In the matter of AGL Limited
Jurisdiction: Supreme Court of New South Wales, Common Law Division
Side A: AGL Energy Limited (Corporation)
Side C: Joshua Ross (shareholder in AGL Energy Limited) (Intervening party)
Core objectives: Whether AGL's Demerger Booklet provided adequate disclosure for shareholders to make a fairly informed decision in exercising their vote on whether or not to support the demerger.

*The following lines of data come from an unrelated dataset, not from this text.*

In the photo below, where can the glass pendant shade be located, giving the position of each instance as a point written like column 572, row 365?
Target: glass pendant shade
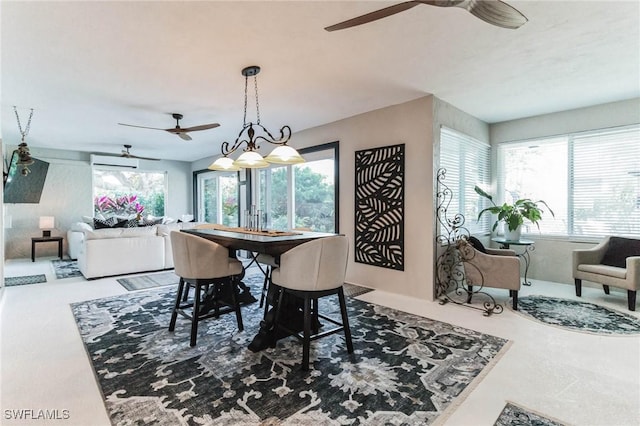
column 224, row 164
column 251, row 160
column 284, row 154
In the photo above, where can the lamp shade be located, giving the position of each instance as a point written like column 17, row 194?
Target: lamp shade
column 251, row 160
column 284, row 154
column 224, row 164
column 47, row 222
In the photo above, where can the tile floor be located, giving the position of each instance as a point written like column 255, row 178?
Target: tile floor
column 578, row 378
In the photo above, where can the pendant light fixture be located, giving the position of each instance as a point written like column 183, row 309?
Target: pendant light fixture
column 253, row 133
column 24, row 156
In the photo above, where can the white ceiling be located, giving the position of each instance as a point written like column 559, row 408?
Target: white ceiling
column 86, row 66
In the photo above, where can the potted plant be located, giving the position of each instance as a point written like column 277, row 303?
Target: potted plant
column 513, row 215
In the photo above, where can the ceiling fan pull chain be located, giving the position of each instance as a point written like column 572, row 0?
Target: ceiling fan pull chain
column 26, row 130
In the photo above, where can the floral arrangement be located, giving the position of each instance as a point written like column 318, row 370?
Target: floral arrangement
column 126, row 205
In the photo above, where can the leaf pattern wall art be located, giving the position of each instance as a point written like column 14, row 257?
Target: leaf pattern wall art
column 379, row 207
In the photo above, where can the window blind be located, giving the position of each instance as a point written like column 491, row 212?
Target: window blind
column 591, row 180
column 468, row 163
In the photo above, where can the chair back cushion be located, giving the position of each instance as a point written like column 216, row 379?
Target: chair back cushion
column 314, row 266
column 197, row 257
column 619, row 249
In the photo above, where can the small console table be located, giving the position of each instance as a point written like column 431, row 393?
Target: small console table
column 35, row 240
column 528, row 245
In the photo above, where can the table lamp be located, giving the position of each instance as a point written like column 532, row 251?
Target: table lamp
column 47, row 223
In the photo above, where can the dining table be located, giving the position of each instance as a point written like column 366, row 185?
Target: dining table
column 269, row 242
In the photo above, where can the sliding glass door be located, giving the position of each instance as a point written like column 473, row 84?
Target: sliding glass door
column 300, row 196
column 217, row 198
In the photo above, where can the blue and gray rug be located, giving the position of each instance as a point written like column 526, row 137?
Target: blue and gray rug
column 406, row 369
column 514, row 415
column 66, row 268
column 25, row 280
column 578, row 316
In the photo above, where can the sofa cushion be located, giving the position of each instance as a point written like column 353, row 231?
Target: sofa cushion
column 145, row 231
column 477, row 244
column 619, row 249
column 610, row 271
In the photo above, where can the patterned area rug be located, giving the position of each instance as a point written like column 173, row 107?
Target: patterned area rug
column 578, row 316
column 149, row 281
column 405, row 370
column 514, row 415
column 353, row 290
column 66, row 268
column 24, row 280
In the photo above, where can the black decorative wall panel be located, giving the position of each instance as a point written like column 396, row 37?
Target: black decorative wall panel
column 379, row 207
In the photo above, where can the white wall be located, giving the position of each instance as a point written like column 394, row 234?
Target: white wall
column 67, row 195
column 551, row 259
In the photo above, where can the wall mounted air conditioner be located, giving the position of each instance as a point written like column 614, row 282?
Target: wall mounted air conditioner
column 106, row 160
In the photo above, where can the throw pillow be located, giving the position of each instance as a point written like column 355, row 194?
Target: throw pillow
column 477, row 244
column 619, row 249
column 99, row 223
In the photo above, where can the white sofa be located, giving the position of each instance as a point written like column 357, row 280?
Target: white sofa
column 117, row 251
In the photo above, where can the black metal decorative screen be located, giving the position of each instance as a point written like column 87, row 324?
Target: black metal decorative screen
column 379, row 207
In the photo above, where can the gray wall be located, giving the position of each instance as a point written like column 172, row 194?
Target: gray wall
column 551, row 260
column 67, row 195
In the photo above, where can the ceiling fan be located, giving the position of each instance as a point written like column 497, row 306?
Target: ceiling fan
column 494, row 12
column 180, row 131
column 127, row 154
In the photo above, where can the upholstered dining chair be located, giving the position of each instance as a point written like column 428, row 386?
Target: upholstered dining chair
column 207, row 267
column 270, row 262
column 311, row 271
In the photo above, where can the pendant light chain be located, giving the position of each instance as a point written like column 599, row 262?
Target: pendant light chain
column 255, row 84
column 24, row 132
column 246, row 82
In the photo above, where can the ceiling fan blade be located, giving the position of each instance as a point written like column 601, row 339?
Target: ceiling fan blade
column 184, row 136
column 201, row 127
column 141, row 158
column 373, row 16
column 496, row 13
column 142, row 127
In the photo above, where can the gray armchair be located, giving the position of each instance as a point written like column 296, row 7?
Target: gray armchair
column 495, row 268
column 614, row 262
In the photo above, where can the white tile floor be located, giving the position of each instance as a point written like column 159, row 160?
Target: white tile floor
column 578, row 378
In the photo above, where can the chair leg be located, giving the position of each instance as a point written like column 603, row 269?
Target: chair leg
column 236, row 304
column 265, row 286
column 176, row 306
column 185, row 296
column 306, row 341
column 631, row 298
column 195, row 316
column 345, row 320
column 578, row 287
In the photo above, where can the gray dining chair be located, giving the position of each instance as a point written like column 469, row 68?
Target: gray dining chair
column 207, row 267
column 311, row 271
column 270, row 263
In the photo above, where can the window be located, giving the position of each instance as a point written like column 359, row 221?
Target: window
column 303, row 195
column 468, row 163
column 149, row 187
column 591, row 180
column 217, row 197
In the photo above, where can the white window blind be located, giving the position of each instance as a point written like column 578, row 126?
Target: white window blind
column 468, row 163
column 591, row 180
column 606, row 182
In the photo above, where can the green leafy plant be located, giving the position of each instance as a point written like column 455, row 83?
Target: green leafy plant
column 514, row 214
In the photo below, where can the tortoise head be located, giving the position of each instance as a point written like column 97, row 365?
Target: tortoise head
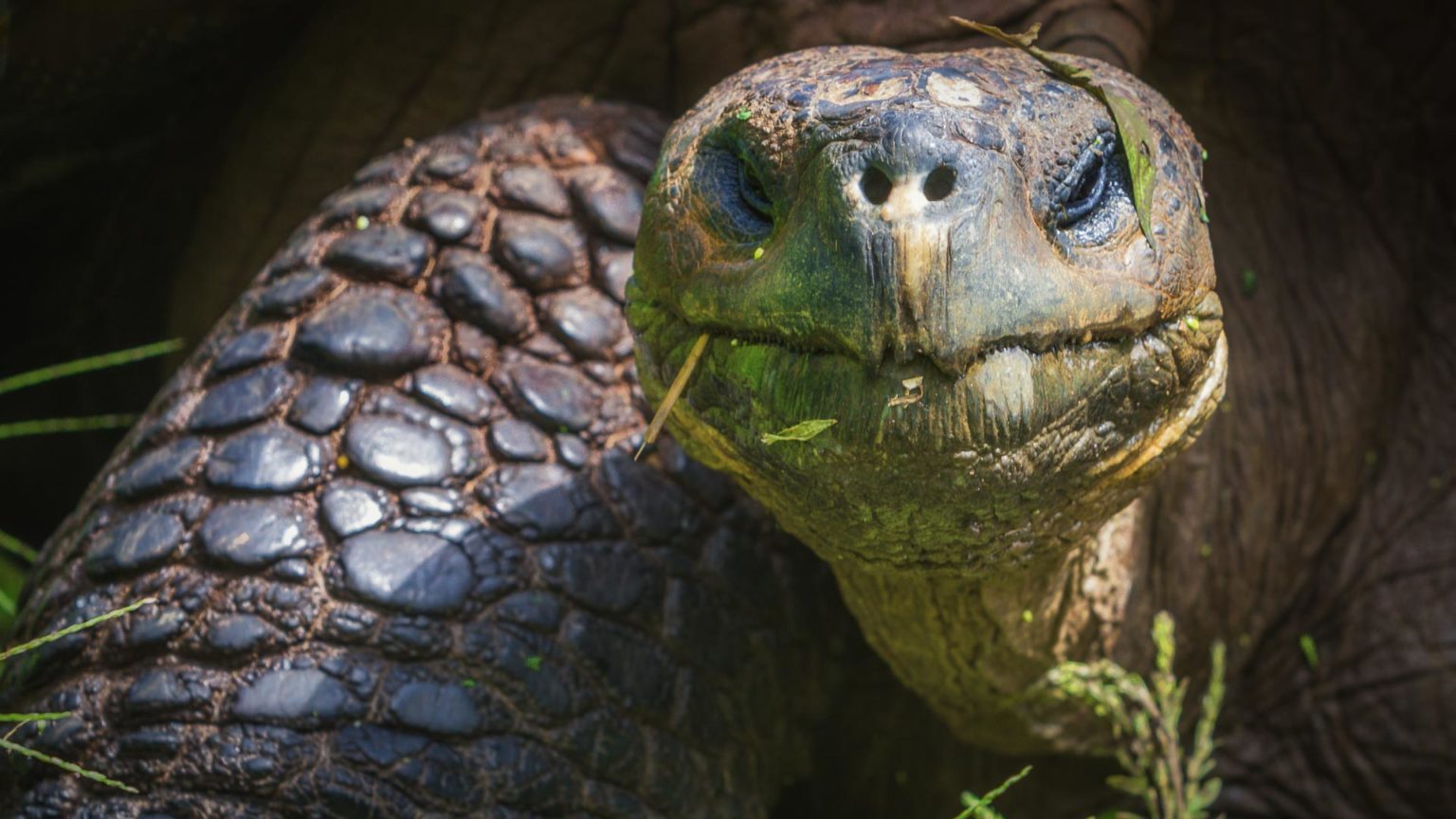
column 941, row 254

SummaryThe board of AGL Energy Limited, Australia’s biggest greenhouse gas emitter, announced in 2021 that they intended to pursue a demerger creating two separate entities, AGL Australia Limited (a retailer) and Accel Energy Limited (a generator). The proposed demerger was being pursued by way of a scheme of arrangement under the Corporations Act 2001 (Cth), which requires Court approval at two stages, along with a shareholder vote. Initially, the Court must approve the materials that AGL puts to shareholders for the vote and to convene the scheme meeting where the vote takes place. Shareholders are typically unable to access the materials prior to the ‘first hearing’ of the application. In the present case, the plaintiff was a high value shareholder of AGL who, without having access to those materials, was concerned that those materials may not adequately address climate risks associated with the demerger.
On 30 May 2022, AGL decided to withdraw the demerger proposal altogether.